Trump Plaza was the fourth casino to be boarded up this yea.r. Thirty years ago, when it opened, the New York Times wrote:
Analysts and rival casino executives agree the demand for gambling on the East Coast can accommodate at least the new casino and three more under construction, so long as their openings are not too close together. Could Pass Las Vegas
”The growth potential is too large for the Trump opening to hurt the rest of us,” the executive vice president of Resorts International, H. Steven Norton, said. ”More casinos and more entertainment will only make Atlantic City a more attractive destination.”
Everyone thought the more the better. But, back in 1984, things were a little different. There were no other casinos along the Atlantic Coast other than those in Atlantic City. If you wanted to casino gambling, there was Atlantic City and there was Nevada, which was then an expensive plane ride away.
But much has changed since 1984. Plane trips to Nevada are now much cheaper. Internet gambling has become a new substitute, and casinos have opened up all over the country. Take a look at this list of casinos in the US. I did not stop to count, but there must be hundreds of casinos on that list. Casinos are all over now. There are quite a few casinos in New England, too. Maryland to the south and Pennsylvania to the northwest of New Jersey both have plenty of casinos. Newer casinos. And for many, closer casinos.
If you enjoy losing your money at multiple locations within a simple walk of one another, Atlantic City may have some of these other gambling destinations beat, but if that is not a thrill to you, closer might just be better.
So, with new casinos closer to many than New Jersey, with online casinos and cheaper-to- get-to Las Vegas, the demand for gambling in Atlantic City has dropped like the Times Square ball on New Year’s Eve. Even while casino revenue nationwide has been increasing, Atlantic City casino revenues have reportedly dropped in half since 2006.
With lower demand, casinos start to close down. Many have stayed open even while making losses, because they could still cover their variable costs. Even then, however, the losses have meant that capital was not being replaced. Take a look at the reported deterioration of Trump Plaza in this USA Today article. Bedspreads have worn out, ice machines are in disrepair, neon signs on the casino read “Trump Plaz Hotel & Cas” and “U Laza.” Air conditioning in a glassed-in walkway does not work.
You can bet that the revelation of the Ray Rice domestic abuse video in the Trump Plaza casino had little to do with its closing. I am a bit surprised that the elevator video camera was working.

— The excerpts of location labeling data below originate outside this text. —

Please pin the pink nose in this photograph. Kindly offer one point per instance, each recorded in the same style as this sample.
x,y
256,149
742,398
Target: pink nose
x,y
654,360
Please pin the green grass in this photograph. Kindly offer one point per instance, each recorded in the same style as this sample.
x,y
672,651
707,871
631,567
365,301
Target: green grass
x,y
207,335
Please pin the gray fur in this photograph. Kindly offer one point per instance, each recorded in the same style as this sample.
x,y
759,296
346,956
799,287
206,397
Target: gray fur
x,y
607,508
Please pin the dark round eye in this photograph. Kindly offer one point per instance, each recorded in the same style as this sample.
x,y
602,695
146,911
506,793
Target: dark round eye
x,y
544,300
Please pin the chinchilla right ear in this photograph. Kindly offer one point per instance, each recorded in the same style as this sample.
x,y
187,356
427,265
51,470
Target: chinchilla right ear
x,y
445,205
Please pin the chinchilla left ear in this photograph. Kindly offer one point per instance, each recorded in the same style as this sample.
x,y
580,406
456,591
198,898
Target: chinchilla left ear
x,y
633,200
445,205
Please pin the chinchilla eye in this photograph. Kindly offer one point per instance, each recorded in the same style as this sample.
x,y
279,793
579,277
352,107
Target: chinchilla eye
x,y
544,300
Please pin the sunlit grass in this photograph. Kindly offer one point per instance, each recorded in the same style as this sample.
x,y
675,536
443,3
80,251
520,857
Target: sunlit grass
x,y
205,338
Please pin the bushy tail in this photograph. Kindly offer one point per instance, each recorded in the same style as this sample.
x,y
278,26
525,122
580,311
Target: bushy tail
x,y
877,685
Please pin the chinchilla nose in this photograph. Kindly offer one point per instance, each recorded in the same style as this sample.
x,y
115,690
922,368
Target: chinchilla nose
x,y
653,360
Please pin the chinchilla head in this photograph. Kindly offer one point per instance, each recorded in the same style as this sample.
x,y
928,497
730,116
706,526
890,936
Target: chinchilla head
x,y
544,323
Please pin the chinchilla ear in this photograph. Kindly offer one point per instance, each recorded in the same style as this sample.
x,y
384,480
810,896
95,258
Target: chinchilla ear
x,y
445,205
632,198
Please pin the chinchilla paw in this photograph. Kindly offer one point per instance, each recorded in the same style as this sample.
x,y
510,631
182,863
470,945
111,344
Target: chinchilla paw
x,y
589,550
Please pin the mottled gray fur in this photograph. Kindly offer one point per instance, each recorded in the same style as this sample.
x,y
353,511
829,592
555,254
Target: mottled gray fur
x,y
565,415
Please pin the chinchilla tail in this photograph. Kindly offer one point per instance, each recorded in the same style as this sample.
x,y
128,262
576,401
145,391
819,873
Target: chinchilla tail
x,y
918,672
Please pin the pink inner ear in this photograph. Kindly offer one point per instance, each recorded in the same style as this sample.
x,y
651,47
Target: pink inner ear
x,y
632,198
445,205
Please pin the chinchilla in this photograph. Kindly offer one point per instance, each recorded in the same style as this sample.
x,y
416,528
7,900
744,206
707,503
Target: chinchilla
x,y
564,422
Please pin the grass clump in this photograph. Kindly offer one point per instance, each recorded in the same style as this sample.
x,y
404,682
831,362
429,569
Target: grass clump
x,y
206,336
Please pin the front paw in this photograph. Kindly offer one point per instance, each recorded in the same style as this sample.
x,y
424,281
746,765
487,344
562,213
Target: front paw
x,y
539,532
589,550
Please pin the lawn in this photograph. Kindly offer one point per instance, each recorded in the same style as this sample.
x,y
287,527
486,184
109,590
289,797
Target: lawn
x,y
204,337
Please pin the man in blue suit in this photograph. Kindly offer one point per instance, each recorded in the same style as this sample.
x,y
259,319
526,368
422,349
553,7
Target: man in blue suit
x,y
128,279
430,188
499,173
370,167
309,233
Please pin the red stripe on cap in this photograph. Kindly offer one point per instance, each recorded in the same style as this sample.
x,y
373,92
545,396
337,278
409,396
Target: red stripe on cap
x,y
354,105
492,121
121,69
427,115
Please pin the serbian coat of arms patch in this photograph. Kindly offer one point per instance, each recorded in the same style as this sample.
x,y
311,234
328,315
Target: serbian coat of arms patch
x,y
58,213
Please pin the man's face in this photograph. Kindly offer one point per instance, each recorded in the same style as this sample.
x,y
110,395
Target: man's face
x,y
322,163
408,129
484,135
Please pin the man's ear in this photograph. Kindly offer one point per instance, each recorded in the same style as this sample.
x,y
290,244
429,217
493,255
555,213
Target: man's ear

With Atlantic City casino demand having been cut in half in only four years, revenues were no longer covering depreciation or funds from depreciation were invested somewhere other than Atlantic City, as stock holders moved their holdings out of these ventures.
As more casinos in Atlantic City close down, the chances for the rest surviving goes up.
You can think of the price in gambling as (dollars bet minus winnings returned to gamblers)/(dollars bet). As the number of suppliers falls, this “price” increases and dollars bet per surviving casino goes up.
So, all of these Atlantic City casinos closing down is a market correction. The correction is to the new circumstances of many states legalizing casinos, keeping their gambling citizens at home, and to cheaper airline flights to Las Vegas and Reno and to new forms of gambling. The market correction to these new circumstances restores stability or equilibrium to the market.